The SBA guarantees up to 50% of the loan, and the business and bank negotiate the terms independently (with certain terms like the interest rate and collateral requirements capped/set by the SBA). However, it generally requires borrowers to have high credit scores, still has personal collateral requirements above a certain loan amount and interest rates are typically 9 to 11%.

You can learn more about SBA Express Loans here and apply for one directly with your business bank.

Paycheck Protection Program (PPP)

The Paycheck Protection Program (PPP) under the CARES Act is specifically meant to help businesses cover employee salaries, paid sick/medical leave, lease payments/mortgage interest and utility costs. Businesses with under 500 employees, including 501(c) nonprofits, self-employed people and independent contractors are eligible to apply. The program runs through June 30, 2020.

The PPP loan is meant to be faster, as it does not go through the typical SBA process, but is directly administered through your business bank. (The CARES Act has expanded the number of commercial banks that can administer this loan.) The qualifications for this loan are based on your business records, not credit checks, removes borrower & lender fees and waives the personal & collateral guarantee requirements typical of other SBA loans.
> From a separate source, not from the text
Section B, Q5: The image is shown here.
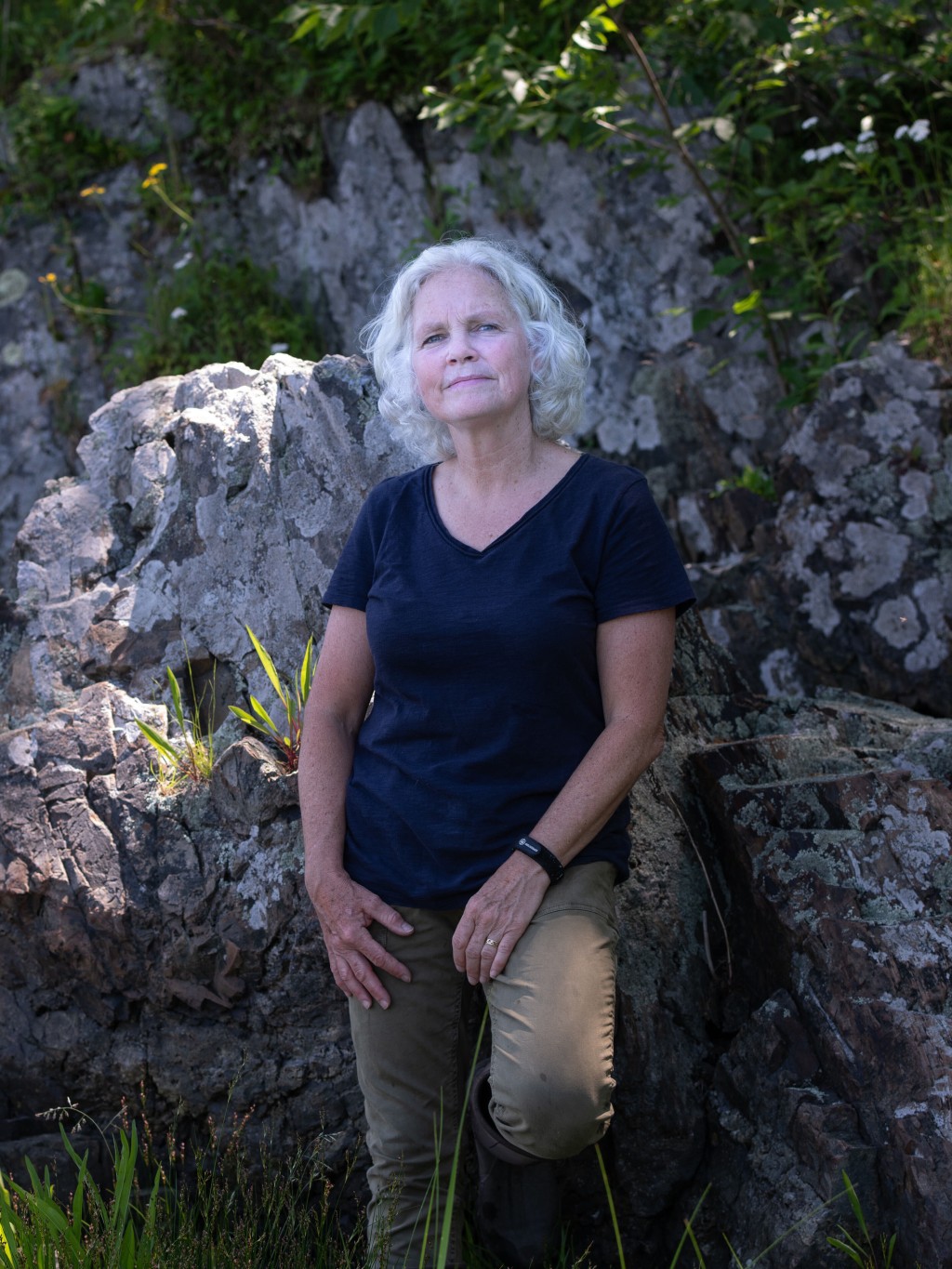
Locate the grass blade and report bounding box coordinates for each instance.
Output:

The application period for PPP for small businesses was mandated to be April 3, 2020 and for independent contractors and self-employed people April 10, 2020. However, due to the quick turnaround, many banks do not have their systems ready for loan applicants and many also are not accepting any applications from businesses they do not already have a lending (not banking) relationship with. It is best to contact a bank you have an existing relationship with and ask for the status of their process. All businesses will be asked to self-certify they have been impacted by COVID-19.

Note: Many business owners are reporting their banks have stopped issuing PPP's, or are not accepting applications. We've also run into similar issues. So far, the only 3 banks we've found that are accepting open applications from new customers online are Kabbage, Cross River, Live Oak Bank, Funding Circle and Lendio. We have no relationship with these banks, and have not used their services before. However, since they are accepting applications we felt it pertinent to at least mention them. We still encourage you to discuss your PPP options with a bank you know first, as they may be re-opening their applications soon.
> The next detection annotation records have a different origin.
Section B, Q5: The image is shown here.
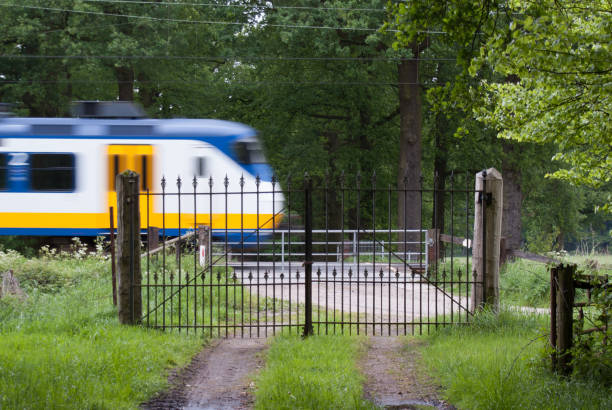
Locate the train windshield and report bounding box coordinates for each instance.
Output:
[234,140,266,164]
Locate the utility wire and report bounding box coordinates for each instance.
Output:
[0,3,447,34]
[0,54,457,62]
[84,0,386,13]
[0,79,430,87]
[0,3,393,32]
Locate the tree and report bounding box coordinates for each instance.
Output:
[472,0,612,206]
[0,0,247,116]
[218,0,399,228]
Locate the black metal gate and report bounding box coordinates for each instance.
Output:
[135,173,486,337]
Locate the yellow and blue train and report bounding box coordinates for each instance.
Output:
[0,102,283,240]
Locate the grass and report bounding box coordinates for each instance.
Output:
[255,336,374,409]
[0,248,202,409]
[422,311,612,409]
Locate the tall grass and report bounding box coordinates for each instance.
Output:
[0,248,202,409]
[255,336,374,409]
[423,311,612,409]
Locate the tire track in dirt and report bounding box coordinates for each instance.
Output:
[142,339,267,410]
[360,336,455,410]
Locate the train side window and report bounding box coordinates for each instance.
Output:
[30,154,75,192]
[137,155,153,191]
[0,154,8,190]
[195,157,208,177]
[234,140,266,165]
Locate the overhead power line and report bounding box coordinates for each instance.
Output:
[0,3,447,34]
[0,79,431,87]
[0,54,457,62]
[85,0,386,13]
[0,3,390,32]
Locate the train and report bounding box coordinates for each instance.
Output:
[0,101,284,241]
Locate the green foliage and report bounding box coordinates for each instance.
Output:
[474,0,612,199]
[0,248,202,409]
[499,259,550,307]
[572,272,612,386]
[423,311,612,409]
[255,336,374,409]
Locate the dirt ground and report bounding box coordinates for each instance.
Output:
[142,336,454,410]
[360,336,454,410]
[142,339,267,410]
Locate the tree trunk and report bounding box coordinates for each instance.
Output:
[502,141,523,250]
[115,67,134,101]
[397,53,422,250]
[431,114,452,234]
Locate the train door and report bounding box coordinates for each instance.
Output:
[107,145,153,226]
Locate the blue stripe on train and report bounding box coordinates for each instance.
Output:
[0,228,272,244]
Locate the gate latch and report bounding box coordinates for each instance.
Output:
[478,192,493,205]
All banks will have a different application process, but it’s a good idea to have ready:

  • SBA Form 2483 Paycheck Protection Program Application Form

  • Payroll statements for the period between January 1, 2019 and December 31, 2019, including an itemized register of each category of covered payroll costs for each employee

Your lender will need to submit the SBA Form 2484 Paycheck Protection Program Lender’s Application for 7(a) Loan Guaranty.

The full facts sheet on PPP from the U.S. Treasury is available here, with the most recent changes available here. See here for PPT from the SBA about the PPP.

Notes on Eligibility

SBA’s standard affiliation rules have waived for businesses under NAICS code 72 (accomodation and food service). This means businesses in this sector with investors that have holdings in other companies will not have the employees of these other companies count towards their own 500 employee limit.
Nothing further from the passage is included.